Credit risk behaves more like a wave than an edifice. It shifts with borrower behavior, economic conditions, portfolio composition, regulatory change, and people. A framework built for a moment in time inevitably develops blind spots.
My first employer’s failure was accelerated by an inability to adapt to legislative changes that reshaped commercial real estate lending. Rigid structures and ritualized processes all contributed.
Credit functions that focus on guardrails rather than micromanagement are better positioned to identify emerging risks and respond tactically and strategically. The same is true for Loan Review. When review becomes overly ritualistic, it misses trends that matter.
That is why ownership matters so much. A dynamic risk environment requires people with clear authority, clear responsibility, and a framework that can adjust. At a minimum, institutions should conduct a bipartisan review of credit policy, guidance, and review processes every two years, and more frequently when conditions warrant. “Bipartisan” means collaboration between those who own risk and those who oversee it, with Loan Review contributing insight without compromising independence.
So, who owns credit risk?
Credit risk is exactly what we said at the outset: the possibility of loss when a borrower fails to repay. The challenge isn’t definition. The challenge is ownership.
By clinging to arbitrary constructs and reacting to long-past crises, we’ve blurred accountability to the point where everyone is responsible, and therefore no one is. The solution isn’t radical.

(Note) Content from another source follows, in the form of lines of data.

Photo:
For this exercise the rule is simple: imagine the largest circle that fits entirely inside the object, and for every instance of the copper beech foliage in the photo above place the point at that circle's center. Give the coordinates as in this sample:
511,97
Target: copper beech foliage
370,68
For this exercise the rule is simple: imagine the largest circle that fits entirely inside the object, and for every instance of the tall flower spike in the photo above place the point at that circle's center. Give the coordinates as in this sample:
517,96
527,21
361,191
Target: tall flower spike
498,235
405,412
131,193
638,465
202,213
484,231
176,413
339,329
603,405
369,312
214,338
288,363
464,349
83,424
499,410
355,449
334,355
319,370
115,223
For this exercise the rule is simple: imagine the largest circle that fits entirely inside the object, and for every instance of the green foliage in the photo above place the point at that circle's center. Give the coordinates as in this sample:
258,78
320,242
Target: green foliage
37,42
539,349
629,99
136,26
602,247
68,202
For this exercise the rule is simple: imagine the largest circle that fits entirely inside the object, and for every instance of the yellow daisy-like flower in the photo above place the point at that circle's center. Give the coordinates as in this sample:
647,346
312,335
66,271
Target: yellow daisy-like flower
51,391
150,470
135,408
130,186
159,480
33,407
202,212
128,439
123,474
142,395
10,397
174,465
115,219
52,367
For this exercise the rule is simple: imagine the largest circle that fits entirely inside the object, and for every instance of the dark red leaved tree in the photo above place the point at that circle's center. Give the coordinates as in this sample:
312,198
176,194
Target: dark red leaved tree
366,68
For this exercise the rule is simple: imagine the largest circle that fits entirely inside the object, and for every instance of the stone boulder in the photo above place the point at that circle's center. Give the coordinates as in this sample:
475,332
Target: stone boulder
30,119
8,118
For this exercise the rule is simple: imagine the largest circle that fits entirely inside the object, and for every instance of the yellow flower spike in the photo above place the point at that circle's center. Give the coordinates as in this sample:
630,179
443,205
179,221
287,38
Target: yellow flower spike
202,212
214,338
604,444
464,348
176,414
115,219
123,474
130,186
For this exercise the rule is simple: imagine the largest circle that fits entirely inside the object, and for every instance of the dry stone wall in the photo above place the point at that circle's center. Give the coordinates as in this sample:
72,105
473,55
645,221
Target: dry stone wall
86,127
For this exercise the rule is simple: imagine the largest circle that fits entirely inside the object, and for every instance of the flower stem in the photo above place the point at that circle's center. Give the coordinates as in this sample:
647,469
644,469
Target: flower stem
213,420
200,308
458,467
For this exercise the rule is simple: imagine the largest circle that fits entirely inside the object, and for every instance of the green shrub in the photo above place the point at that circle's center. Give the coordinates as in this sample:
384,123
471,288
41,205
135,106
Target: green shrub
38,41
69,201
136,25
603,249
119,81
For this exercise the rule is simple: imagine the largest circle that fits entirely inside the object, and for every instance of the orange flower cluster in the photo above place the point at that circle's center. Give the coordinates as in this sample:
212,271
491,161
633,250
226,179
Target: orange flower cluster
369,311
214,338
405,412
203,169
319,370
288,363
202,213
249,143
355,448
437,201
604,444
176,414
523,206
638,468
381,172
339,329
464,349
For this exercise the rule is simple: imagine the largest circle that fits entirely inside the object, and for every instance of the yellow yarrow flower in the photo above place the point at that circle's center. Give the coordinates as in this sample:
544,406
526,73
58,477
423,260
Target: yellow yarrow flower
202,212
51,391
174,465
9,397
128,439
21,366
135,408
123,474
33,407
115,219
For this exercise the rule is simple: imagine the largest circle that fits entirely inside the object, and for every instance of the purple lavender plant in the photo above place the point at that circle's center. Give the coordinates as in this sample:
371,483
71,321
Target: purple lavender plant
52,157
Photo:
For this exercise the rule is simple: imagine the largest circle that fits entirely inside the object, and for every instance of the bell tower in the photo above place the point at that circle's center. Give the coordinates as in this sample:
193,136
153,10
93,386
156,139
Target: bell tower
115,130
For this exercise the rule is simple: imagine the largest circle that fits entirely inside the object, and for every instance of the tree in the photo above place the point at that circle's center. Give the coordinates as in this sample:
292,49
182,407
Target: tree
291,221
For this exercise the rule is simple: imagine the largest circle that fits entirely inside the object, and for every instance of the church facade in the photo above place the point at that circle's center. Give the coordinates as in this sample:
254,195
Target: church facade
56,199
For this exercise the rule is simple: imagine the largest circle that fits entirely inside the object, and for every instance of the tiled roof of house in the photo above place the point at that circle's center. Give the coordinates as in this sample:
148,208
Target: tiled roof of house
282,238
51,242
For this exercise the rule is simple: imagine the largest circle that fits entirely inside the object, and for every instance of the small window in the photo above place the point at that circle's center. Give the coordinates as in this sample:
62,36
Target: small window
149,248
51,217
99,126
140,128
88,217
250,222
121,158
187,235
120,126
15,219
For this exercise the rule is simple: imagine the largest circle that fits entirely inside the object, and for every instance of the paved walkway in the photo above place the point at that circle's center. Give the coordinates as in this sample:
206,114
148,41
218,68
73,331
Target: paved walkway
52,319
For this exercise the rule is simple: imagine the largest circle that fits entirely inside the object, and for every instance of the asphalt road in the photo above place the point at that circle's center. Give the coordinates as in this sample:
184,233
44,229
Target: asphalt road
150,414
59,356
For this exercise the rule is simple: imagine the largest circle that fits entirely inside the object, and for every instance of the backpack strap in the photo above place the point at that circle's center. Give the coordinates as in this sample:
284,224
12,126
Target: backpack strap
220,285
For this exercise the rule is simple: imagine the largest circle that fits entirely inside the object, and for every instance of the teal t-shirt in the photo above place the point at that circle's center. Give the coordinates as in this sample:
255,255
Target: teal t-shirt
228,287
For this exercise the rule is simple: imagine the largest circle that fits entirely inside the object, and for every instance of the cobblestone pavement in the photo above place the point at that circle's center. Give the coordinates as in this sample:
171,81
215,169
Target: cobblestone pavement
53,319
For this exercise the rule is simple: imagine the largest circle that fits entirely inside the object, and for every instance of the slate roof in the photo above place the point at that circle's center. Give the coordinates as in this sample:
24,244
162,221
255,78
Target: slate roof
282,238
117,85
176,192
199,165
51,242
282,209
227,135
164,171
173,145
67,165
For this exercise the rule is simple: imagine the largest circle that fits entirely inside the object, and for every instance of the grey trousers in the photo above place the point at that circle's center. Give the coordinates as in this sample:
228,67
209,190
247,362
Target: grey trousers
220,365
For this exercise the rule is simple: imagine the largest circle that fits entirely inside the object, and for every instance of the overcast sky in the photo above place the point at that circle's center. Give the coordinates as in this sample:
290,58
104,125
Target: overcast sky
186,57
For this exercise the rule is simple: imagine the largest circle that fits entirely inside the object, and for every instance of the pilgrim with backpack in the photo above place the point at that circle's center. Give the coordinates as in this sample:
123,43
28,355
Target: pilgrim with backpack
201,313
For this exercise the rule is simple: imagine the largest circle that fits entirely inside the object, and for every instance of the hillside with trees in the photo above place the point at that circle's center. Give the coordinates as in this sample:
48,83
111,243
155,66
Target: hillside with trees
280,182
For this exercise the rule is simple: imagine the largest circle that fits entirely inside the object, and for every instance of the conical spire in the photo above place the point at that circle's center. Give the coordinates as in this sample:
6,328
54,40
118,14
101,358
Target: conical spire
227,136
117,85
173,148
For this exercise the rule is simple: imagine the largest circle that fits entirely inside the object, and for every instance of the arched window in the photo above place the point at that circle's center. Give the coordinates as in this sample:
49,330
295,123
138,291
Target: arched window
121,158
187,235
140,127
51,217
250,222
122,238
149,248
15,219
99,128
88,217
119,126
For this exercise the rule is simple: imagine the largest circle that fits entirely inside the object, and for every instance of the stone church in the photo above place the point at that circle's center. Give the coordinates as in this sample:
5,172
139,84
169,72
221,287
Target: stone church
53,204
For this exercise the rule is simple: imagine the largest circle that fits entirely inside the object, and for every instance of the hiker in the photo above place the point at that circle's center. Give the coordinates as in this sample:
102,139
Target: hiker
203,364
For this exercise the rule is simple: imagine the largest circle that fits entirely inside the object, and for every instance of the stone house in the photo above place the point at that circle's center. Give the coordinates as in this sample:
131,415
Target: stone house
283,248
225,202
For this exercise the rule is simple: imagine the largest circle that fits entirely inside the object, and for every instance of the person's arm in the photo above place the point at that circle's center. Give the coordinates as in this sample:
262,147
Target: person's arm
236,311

It’s a reset: clarify roles, restore accountability, and adopt frameworks that are simple, dynamic, and fit for purpose.
The line needs meaningful authority and responsibility. Credit needs to establish guardrails and maintain discipline. Loan Review needs to determine whether the system is working and where it is not. Those roles differ, but they have to connect.
Institutions that fail to take these steps risk joining the thousands that didn’t fail spectacularly but instead faded into irrelevance.